The committee resolved to ask the
President to give the Commissioner of Lands the powers to resettle
and compensate the evictees with land elsewhere "in equal
measure".
The President is then expected to
initiate the process of getting the money to buy the land,
preferably from the Consolidated Fund.
The committee has representatives
from the Ministries of Lands, Environment, and the Office of the
President.
The resettlement process is a
turning point for a Government that dispatched security forces to
flatten homes, schools and churches.
The change of heart was being seen
in political circles as another political carrot being dangled by
the Yes team to increase its share of the Rift Valley Province’s
2.5 million-vote basket.
Those affected are mainly from the
Kalenjin and Maasai communities whose leaders are campaigning for
a No vote in the referendum.
The exercise would be part of the
Government’s plan to mitigate opposition to the proposed
constitution by addressing what Kimunya described as "genuine
pockets of discontent."
"We are not talking of an
election here. We are addressing a more important issue of a
constitution that is a lifetime document.

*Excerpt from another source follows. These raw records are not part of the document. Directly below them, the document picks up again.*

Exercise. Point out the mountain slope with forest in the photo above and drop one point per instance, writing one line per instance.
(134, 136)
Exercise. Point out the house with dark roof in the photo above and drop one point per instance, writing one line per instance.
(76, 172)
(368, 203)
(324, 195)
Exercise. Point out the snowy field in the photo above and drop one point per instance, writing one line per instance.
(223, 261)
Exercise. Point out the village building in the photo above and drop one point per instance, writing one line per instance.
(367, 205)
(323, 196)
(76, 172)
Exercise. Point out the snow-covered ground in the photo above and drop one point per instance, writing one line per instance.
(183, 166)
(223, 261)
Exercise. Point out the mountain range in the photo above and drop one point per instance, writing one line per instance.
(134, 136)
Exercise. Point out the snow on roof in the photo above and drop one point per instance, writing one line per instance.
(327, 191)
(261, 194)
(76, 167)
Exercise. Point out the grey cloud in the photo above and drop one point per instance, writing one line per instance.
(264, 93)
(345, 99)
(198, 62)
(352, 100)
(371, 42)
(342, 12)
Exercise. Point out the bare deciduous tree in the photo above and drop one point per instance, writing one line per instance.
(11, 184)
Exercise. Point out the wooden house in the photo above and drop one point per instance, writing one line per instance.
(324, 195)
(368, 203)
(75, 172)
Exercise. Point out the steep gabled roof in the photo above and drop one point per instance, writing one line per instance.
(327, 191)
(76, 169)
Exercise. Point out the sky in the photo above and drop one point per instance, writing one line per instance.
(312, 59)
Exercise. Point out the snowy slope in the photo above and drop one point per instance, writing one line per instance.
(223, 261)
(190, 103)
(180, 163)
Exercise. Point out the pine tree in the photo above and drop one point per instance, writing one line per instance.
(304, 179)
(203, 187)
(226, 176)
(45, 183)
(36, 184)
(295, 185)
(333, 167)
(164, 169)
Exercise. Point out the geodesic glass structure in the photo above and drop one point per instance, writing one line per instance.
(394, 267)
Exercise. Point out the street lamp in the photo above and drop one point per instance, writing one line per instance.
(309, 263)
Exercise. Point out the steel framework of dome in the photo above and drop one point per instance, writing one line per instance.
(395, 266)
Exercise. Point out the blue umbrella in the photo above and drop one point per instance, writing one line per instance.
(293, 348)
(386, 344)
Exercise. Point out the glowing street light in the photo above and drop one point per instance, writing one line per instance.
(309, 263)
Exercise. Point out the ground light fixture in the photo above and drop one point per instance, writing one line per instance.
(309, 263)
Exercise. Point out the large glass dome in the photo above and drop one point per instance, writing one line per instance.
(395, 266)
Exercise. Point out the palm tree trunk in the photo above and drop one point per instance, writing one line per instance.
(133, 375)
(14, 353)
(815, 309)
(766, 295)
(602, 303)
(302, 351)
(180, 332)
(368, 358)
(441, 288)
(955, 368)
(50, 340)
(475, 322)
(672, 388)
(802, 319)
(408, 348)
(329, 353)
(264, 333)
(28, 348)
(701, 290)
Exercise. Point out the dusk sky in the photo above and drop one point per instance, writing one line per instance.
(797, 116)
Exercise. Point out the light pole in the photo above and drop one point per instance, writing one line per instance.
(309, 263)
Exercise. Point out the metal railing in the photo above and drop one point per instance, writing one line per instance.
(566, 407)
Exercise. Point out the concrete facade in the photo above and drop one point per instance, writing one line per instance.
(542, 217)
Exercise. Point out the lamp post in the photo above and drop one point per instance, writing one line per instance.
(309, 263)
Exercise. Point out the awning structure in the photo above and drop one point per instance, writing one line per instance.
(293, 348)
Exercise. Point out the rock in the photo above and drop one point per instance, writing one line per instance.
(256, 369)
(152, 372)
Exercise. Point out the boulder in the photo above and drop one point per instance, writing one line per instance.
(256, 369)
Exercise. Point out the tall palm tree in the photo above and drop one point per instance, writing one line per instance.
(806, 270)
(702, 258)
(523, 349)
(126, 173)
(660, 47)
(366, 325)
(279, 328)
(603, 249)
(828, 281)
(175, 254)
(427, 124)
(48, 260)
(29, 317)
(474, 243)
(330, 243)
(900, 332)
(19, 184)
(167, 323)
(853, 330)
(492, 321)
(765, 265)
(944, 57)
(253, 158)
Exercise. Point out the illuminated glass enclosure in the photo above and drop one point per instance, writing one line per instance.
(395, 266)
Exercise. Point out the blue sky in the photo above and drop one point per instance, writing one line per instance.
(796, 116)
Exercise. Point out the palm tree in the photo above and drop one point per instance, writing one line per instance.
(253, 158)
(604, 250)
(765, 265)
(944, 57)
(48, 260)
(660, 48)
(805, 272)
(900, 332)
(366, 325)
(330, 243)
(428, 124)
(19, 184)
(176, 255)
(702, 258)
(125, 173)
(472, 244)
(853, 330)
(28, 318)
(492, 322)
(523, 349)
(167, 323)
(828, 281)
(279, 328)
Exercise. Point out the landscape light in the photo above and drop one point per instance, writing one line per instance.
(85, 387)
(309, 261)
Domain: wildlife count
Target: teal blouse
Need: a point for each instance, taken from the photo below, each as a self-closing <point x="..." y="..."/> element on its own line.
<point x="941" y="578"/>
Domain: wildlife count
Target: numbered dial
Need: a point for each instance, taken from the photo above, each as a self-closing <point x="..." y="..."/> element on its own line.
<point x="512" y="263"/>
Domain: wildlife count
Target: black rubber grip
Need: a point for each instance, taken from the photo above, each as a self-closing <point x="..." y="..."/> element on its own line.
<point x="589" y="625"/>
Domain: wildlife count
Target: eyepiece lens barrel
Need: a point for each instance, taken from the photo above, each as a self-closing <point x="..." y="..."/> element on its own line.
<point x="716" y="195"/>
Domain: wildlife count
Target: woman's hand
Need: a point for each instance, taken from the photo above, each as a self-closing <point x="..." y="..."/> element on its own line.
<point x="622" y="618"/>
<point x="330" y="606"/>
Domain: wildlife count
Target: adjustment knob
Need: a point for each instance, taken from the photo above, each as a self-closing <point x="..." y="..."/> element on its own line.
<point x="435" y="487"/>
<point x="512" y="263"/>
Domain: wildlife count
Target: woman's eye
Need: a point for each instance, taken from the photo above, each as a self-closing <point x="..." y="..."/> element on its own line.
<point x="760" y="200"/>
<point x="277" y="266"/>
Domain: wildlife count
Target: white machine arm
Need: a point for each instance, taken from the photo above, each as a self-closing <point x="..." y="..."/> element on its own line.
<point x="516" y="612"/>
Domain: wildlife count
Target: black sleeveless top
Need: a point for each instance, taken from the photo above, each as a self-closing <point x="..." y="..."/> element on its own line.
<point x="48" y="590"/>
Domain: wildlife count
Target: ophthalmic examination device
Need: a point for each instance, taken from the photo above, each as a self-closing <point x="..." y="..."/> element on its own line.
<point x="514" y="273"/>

"We don’t wish to be seen as
a Government that denied people the right to good choice because
of rigidity over issues that could be negotiated," Kimunya
said.
On Thursday, the Government
rescinded a ban on demarcation of land under 2.5 acres in tandem
with the degazettment of the Amboseli National Park to a game
reserve.
Amboseli was downgraded to a game
reserve under the management of the Ole-Kejuado County Council.
Both decisions, which appeared
aimed at benefiting small-scale landowners and the Maasai, have
been seen as tailored to win support for the referendum.
President Kibaki leads the Banana
campaign — the more prominent part of the Government favouring
the proposed constitution and that is under great pressure from
the Orange team whose members are drawn largely from the Liberal
Democratic Party and Kanu.
The Mau evictions are thought to
have estranged the Government from the resident Kalenjin community
that was beginning to warm up to Mr Nicholas Biwott’s informal
cooperation with President Kibaki.
But even after Internal Security
Minister John Michuki named an 18-member team to investigate the
legality of the evictions in July, the community has remained
bitter with the Government.
The evictions led to a showdown
between Kimunya and a section of the community’s MPs who even
roughed up the Minister in Parliament over the matter.
Debate on the referendum has proved
an attractive forum for evictees and their MPs to settle scores
with the Yes camp as manifested in their hostility to the Yes
campaign team.
So hostile have been the crowds
that Biwott and his MP lieutenants have opted to sit on the fence
in the debate fearing a backlash from their supporters.
But asked whether the Government
was now backtracking on its stated policy of being ruthlessness
with those thought to have acquired public land fraudulently,
Kimunya said it was merely giving the policy a human face.
"We’re not going back and
the policy remains. But we must balance between saving forests and
wananchi’s humanitarian needs," he said.